My list is different in many ways, but this is what I learned in March 2020.

  1. Writing matters – when I practice written expression, I sort out ideas and feelings in conversation with myself. Writing forces me into my own head and heart and the action of documentation helps me make sense of what matters.
  2. Daily writing matters – without the force of commitment behind me, there are always legitimate reasons to avoid doing something – especially when they are hard. Daily writing forced me to confront a struggle and this understanding is a reminder for me; struggle is part of the process of growth.
  3. Writing teachers should write – teaching it is really difficult. And I would predict the practice of writing ends after Teachers College or University. My good friend, Amanda Potts shared her believe that writing teachers should write; and she is right.
  4. Writing builds curiosity – I started to notice small details about life and the people in my neighbourhood because I needed these observations for description. By observing and witnessing the world from social distancing, I became more curious about the small and seemingly insignificant things.
  5. Curiosity creates empathy – in being more curious, I started to considered movement from someone else’s perspective and it occurred to me that this curiosity is a form of empathy. Through describing people and their physical abilities or circumstances, I had to put myself in their shoes and wondered at the remarkable in the everyday.
  6. Loss builds appreciation – I remember my student teacher complaining about the public bent to criticize teachers; it really bothered him. But, I have witnessed a shift in this popular thinking online, and what I do, as a teacher, with this time will be important to the future appreciation of teachers. I need to make the most of loss.blog pic of staff
  7. Social Distancing unites – we can’t be together, but we are together – in this. I realized this when the staff at my school started arranging virtual hangouts and videos and collaborating in ways that are unprecedented. We are all full of fear about the way this will work, but we are united in making this distance learning work for students and one another.
  8. Discomfort promotes growth – discomfort is often a choice for the privileged; it has been for me as a White teacher. But, it’s the only place from which I can grow. This is going to be messy, and I’m going to make mistakes, so I’m going to embrace the discomfort because I’m hopeful.

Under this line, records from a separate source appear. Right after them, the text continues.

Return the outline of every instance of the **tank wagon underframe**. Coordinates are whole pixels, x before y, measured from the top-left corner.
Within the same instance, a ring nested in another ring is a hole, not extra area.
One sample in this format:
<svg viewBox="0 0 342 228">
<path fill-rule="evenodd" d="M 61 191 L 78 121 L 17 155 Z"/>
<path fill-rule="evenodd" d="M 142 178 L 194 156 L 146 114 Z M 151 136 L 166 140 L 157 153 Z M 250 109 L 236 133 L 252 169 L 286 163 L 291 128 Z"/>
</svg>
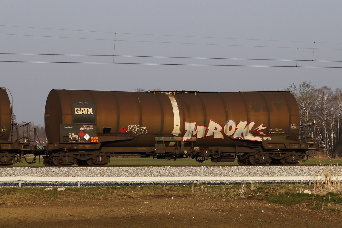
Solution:
<svg viewBox="0 0 342 228">
<path fill-rule="evenodd" d="M 156 137 L 156 140 L 160 138 Z M 49 144 L 43 161 L 47 166 L 101 166 L 108 164 L 114 155 L 122 154 L 158 159 L 190 158 L 200 162 L 208 159 L 213 162 L 233 162 L 237 158 L 239 165 L 293 165 L 307 160 L 308 152 L 316 149 L 311 144 L 297 141 L 287 142 L 282 145 L 268 143 L 235 146 L 196 146 L 195 143 L 194 138 L 185 142 L 156 140 L 154 147 L 106 147 L 101 143 Z M 176 146 L 166 146 L 170 144 Z M 265 148 L 275 147 L 281 148 Z"/>
</svg>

  9. Students need connection – Before we left for March break, many of my students expressed anxiety and panic. When I invited them to Google Hangouts over the past few weeks, they showed up, slowly at first, cautiously, but eventually we had nearly a full class meeting. Just to connect and for me to reassure them and they expressed thanks in ways that was unexpected.
  10. Students need models of courage – I know my students need me to be resilient and optimistic and demonstrate that I am opening to learning and failing in public. Now is the time when I can practice being courageous by trying something new, exploring teaching and learning as fearlessly as possible. Brene Brown said it best, “There is no courage without vulnerability.”